Just stumbled across this thread and some very interesting points being raised. I totally get that what Spotify pays in royalties is probably a fraction of what is required to sustain an income unless you have already made it in the business or are getting major exposure on here. However if I was an artist/label I would be looking at how many potential revenue streams I could get from album sales, touring, merchandise, streaming services and look at the overall picture. It would never work on here to pay slightly more to listen to some artists/labels so they can get a bigger cut because other artists/labels would say "Hey, I want a piece of that". It sounds to me like ECM are seriously dragging their heels and are in real danger of going out of business if they don't move with the times. Spotify is here to stay and the sooner they realise that the better.

I dont know the business of the music business. ECM has a very good product, great artists creative presentation and great sound, If you are right that they are making more money staying off music on demand services (as they are available on Pandora and to lesser extent on Slacker} than they are making the right choice for their product and their artists.
But I find it hard to believe that with so much creativity splashing around with lowering of territorial walls that there is no new formula.
True ECM product was never mainstream even before the arrival of music on demand services but I believe that was a function of the limited exposure that they were getting on mainstream radio. If more people are exposed to beauty that was previously hard to access more people will listen to it. The work of artists represented in ECM catalogue is not esoteric, commercial enterprises in past limited what we can listen to based on lowest common denominator.

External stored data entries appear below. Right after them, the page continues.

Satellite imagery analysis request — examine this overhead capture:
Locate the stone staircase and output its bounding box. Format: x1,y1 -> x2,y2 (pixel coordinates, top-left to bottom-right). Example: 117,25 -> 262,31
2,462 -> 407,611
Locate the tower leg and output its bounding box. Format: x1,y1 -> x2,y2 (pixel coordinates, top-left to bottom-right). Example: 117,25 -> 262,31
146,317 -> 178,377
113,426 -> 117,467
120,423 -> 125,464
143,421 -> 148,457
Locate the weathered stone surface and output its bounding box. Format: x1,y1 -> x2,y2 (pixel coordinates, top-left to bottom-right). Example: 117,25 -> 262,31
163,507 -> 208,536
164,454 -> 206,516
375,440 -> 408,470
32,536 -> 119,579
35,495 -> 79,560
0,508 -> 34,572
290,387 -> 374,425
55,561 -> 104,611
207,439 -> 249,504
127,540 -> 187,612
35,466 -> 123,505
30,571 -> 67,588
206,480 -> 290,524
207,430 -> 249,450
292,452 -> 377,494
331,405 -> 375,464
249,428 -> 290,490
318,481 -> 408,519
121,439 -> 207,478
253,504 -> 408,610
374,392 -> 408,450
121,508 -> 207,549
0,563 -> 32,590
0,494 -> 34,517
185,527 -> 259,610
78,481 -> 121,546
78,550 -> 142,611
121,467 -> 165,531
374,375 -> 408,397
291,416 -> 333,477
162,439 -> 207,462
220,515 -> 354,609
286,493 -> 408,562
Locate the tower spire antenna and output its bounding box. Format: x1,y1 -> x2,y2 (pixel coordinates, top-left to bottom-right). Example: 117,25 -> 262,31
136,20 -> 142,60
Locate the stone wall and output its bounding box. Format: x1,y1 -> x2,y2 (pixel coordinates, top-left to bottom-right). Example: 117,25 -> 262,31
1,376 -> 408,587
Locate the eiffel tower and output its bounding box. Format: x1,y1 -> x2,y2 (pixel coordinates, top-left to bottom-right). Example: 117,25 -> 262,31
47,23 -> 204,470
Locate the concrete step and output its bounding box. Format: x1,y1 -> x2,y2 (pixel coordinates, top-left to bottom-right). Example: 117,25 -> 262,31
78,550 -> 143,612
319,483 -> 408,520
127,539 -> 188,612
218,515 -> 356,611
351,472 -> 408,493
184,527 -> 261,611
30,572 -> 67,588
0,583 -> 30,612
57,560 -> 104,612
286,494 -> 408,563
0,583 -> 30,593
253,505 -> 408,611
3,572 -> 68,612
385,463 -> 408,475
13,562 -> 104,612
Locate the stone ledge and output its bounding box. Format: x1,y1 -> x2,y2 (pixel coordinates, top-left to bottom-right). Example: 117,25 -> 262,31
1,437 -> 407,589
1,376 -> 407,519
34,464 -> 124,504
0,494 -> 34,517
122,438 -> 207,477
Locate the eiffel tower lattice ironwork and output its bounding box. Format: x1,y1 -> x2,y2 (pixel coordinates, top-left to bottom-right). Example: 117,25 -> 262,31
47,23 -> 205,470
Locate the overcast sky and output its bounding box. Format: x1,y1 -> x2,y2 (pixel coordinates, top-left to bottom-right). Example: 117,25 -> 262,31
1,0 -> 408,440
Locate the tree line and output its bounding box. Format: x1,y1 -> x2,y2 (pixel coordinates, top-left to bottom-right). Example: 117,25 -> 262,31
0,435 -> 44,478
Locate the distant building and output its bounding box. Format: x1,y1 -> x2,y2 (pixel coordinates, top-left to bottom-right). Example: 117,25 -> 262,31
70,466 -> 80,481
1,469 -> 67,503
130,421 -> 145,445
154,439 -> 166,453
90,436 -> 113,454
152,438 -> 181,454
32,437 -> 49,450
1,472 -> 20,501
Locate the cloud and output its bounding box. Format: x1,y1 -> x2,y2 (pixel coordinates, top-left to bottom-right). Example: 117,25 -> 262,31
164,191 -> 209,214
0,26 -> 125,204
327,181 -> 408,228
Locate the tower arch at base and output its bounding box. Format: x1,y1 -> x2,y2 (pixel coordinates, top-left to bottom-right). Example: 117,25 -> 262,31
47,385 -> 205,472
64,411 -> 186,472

One of the reasons for the failure of the old model, free radio and purchasing of recording music, is its limitation of choice created by handful of music directors . Yes with that old model, with a-lot of work one can discover amazing music, not crying. But look at the bliss created by a service that gives so much more choice.

So although , for example, I learned to love the work of the Marcin Wasilowski on Spotify several years ago when it was available on Spotify, Ive refrained from purchasing album and found other artists that create his sound.

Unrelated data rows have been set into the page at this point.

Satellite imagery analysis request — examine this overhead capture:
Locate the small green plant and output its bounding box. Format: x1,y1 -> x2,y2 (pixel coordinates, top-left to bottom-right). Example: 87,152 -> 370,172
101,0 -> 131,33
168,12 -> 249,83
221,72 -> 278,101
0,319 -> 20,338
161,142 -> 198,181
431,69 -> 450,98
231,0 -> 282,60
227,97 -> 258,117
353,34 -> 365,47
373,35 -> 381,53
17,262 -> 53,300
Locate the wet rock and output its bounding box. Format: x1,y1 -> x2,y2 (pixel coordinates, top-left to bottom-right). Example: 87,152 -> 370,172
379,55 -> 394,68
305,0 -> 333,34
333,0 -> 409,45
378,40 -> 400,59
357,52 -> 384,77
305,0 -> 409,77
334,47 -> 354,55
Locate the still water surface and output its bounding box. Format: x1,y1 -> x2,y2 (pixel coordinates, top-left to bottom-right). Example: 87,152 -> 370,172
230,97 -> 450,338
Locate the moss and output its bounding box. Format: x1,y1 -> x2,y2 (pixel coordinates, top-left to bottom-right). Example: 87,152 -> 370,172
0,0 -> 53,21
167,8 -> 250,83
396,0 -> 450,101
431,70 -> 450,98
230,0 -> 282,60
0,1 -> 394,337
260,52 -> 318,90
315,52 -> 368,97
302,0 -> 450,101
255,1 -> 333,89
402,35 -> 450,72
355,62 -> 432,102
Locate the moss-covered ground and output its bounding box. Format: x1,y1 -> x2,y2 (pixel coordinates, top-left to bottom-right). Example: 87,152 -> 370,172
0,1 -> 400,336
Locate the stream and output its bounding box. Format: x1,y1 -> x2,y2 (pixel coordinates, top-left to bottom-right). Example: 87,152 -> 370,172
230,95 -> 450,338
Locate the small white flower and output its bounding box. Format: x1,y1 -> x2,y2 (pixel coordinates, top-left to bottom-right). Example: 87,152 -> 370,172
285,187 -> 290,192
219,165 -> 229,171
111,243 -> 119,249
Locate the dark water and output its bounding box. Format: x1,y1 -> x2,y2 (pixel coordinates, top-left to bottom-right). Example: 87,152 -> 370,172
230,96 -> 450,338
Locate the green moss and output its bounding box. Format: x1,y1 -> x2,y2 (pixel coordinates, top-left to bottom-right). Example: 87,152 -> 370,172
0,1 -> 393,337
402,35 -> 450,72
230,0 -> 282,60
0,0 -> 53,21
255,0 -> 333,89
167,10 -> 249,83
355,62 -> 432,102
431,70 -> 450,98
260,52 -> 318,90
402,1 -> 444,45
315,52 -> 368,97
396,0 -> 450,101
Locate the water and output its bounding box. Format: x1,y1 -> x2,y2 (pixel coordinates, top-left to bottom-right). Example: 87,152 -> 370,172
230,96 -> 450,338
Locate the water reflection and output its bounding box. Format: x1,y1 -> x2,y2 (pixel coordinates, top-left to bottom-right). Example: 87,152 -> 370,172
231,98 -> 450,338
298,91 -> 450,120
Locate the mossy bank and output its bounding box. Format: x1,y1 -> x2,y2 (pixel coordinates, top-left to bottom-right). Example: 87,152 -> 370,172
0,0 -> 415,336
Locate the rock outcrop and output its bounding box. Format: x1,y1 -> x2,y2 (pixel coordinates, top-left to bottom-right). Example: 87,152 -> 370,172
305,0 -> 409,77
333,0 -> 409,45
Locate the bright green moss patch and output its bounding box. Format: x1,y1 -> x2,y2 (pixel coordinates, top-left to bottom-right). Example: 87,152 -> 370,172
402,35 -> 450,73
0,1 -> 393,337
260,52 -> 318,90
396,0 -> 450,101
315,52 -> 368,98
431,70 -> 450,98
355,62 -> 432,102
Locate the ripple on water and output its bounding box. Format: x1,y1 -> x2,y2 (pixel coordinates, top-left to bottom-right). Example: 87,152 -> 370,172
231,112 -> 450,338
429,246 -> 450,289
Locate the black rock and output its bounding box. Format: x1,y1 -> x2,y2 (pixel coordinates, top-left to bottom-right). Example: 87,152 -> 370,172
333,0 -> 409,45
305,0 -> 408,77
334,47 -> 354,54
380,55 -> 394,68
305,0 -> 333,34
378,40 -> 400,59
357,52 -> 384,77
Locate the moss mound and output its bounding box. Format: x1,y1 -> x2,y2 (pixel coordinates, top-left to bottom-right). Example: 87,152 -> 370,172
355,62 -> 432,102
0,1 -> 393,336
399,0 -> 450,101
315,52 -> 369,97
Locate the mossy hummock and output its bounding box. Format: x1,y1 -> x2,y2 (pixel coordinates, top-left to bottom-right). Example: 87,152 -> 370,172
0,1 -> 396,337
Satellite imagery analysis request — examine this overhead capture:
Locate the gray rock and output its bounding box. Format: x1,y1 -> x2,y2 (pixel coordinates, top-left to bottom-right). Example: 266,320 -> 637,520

Perhaps to my simple eyes ECM and other hold out labels can stream music themselves as the technology becomes more easily accessible. i definitely would be willing to pay for it but at rate of subscriber, a renter not an owner. There is no need to own music anymore plenty of beauty around.

If most of the buyers are buying at flea market prices now and ECM is too proud, or doesn't know how to sell there, everyone loses out. ECM product is a nich product based on old model formulation, and if they and their artist are happy with what they got than I guess that is all that is important, its their show.